LOUISVILLE, Ky. — Sunday marks six months since Breonna Taylor was killed in her apartment by Louisville Metro Police officers. Since then her friends and family have been calling for justice, and for more than 100 days, dedicated protesters have joined in. They are asking for the officers involved to be fired, arrested and charged.
Attorney General Daniel Cameron's office has been investigating her death for months, and now, community leaders are preparing for an announcement in her case.
As they look at the possibility of him indicting the officers involved, leaders like Sadiqa Reynolds, the President and CEO of Louisville Urban League, say they are worried about the communities reaction.
"It's unavoidable. I am not preparing for a world where there are no charges because I believe there will be charges," Reynolds said. "To tell you that I'm not concerned that would be dishonest. I am concerned and whatever this city does, whatever the people do, I will be there."

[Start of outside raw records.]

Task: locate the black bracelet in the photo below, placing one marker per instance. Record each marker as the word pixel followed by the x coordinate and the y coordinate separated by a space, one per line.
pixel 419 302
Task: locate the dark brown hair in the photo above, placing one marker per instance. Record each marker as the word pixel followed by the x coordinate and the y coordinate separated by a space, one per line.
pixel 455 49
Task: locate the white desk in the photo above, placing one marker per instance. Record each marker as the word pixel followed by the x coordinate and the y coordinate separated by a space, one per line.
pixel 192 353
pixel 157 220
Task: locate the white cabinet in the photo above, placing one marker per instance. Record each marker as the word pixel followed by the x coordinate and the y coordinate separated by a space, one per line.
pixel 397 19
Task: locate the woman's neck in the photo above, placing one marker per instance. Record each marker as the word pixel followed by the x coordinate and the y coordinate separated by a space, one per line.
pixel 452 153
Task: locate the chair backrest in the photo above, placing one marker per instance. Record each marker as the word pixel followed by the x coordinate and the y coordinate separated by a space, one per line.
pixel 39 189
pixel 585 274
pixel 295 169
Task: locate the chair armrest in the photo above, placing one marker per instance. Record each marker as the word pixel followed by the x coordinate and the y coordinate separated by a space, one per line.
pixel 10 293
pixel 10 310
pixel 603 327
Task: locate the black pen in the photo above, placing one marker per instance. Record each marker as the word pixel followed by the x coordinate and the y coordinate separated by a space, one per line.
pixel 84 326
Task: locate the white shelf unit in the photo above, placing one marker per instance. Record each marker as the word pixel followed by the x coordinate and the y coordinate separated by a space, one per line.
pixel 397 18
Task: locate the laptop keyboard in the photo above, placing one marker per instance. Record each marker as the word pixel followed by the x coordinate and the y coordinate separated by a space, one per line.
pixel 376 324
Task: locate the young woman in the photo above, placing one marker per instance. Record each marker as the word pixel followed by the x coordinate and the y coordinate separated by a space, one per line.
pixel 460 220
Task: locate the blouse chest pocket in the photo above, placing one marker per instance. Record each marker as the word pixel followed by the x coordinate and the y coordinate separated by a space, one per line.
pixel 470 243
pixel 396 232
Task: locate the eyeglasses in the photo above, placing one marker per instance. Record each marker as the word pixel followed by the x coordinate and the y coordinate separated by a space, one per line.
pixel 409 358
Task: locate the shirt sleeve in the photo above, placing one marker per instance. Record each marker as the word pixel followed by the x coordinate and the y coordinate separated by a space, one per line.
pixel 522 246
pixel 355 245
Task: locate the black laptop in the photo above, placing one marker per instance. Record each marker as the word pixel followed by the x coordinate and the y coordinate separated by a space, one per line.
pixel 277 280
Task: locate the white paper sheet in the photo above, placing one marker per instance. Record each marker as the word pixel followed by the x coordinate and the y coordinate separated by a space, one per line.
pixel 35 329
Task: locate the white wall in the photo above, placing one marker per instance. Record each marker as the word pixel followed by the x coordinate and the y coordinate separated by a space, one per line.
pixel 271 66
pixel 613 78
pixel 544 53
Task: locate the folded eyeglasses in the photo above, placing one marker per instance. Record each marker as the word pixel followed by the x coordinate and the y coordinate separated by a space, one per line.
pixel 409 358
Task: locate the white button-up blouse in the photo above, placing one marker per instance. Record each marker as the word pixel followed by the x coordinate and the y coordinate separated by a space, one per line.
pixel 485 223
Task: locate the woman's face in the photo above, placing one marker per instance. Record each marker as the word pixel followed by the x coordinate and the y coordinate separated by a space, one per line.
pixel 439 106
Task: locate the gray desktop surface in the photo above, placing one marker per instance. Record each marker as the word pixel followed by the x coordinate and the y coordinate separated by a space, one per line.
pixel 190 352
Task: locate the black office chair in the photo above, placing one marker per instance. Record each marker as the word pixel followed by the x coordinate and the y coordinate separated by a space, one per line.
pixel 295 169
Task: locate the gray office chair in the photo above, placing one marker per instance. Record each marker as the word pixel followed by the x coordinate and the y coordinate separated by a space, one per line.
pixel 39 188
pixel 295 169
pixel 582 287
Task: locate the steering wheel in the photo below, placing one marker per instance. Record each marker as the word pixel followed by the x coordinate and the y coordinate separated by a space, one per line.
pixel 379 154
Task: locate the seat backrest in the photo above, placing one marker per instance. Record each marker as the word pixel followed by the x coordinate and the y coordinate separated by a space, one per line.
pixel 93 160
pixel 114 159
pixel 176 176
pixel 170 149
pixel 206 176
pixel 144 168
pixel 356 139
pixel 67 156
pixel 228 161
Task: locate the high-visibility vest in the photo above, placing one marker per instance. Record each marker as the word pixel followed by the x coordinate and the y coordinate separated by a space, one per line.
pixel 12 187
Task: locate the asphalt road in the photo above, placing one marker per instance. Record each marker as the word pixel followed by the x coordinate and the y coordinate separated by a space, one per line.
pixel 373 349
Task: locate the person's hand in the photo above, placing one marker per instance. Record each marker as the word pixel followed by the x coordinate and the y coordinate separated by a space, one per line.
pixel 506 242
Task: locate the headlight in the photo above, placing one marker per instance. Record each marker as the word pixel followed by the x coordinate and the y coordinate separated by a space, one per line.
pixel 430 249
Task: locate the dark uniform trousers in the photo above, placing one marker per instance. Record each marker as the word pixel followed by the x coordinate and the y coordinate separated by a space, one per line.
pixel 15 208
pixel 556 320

For more than three months, hundreds of people have been protesting in the streets for Breonna, but as Reynolds says, it's become even more than that.
"We really want justice in every way. Affordable housing, closing the achievement gap, support for small businesses, all of these things really do matter," Reynolds said.
She says she feels optimistic about the future, but the current uncertainty of this moment comes with challenges.
"It's not just going to be this peace without healing, without truth. We have to have truth. We have to talk about what has occurred," Reynolds said.
Alongside Reynolds and hundreds of other protesters, Felicia Garr, the organizer of the Great Women's March, says she won't stop showing up.
"I will not destroy property but I will participate in every peaceful protest possible if we do not get the appropriate results for the case," Garr said.
"We have to continue to push for justice. This is not a sprint, this is a marathon. This is a long term battle," Reynolds said.
The decision from Attorney General Daniel Cameron will be a turning point, in the more than 100 days protesters have taken to the streets.
"You know you need to be prepared for the worst, you hope certainly for the best and I think that what I hope the protesters know, no matter what happens, we owe it to ourselves, and our future selves to take the protests to the polls," Reynolds said. "We don't want revenge, we want justice. Those two things are very different."
"Attorney general, how dare you take so long to get the results that you're people have cried for. Attorney general I must say it is time for you to do your job and bring us a satisfactory verdict for the Breonna Taylor case," Garr said.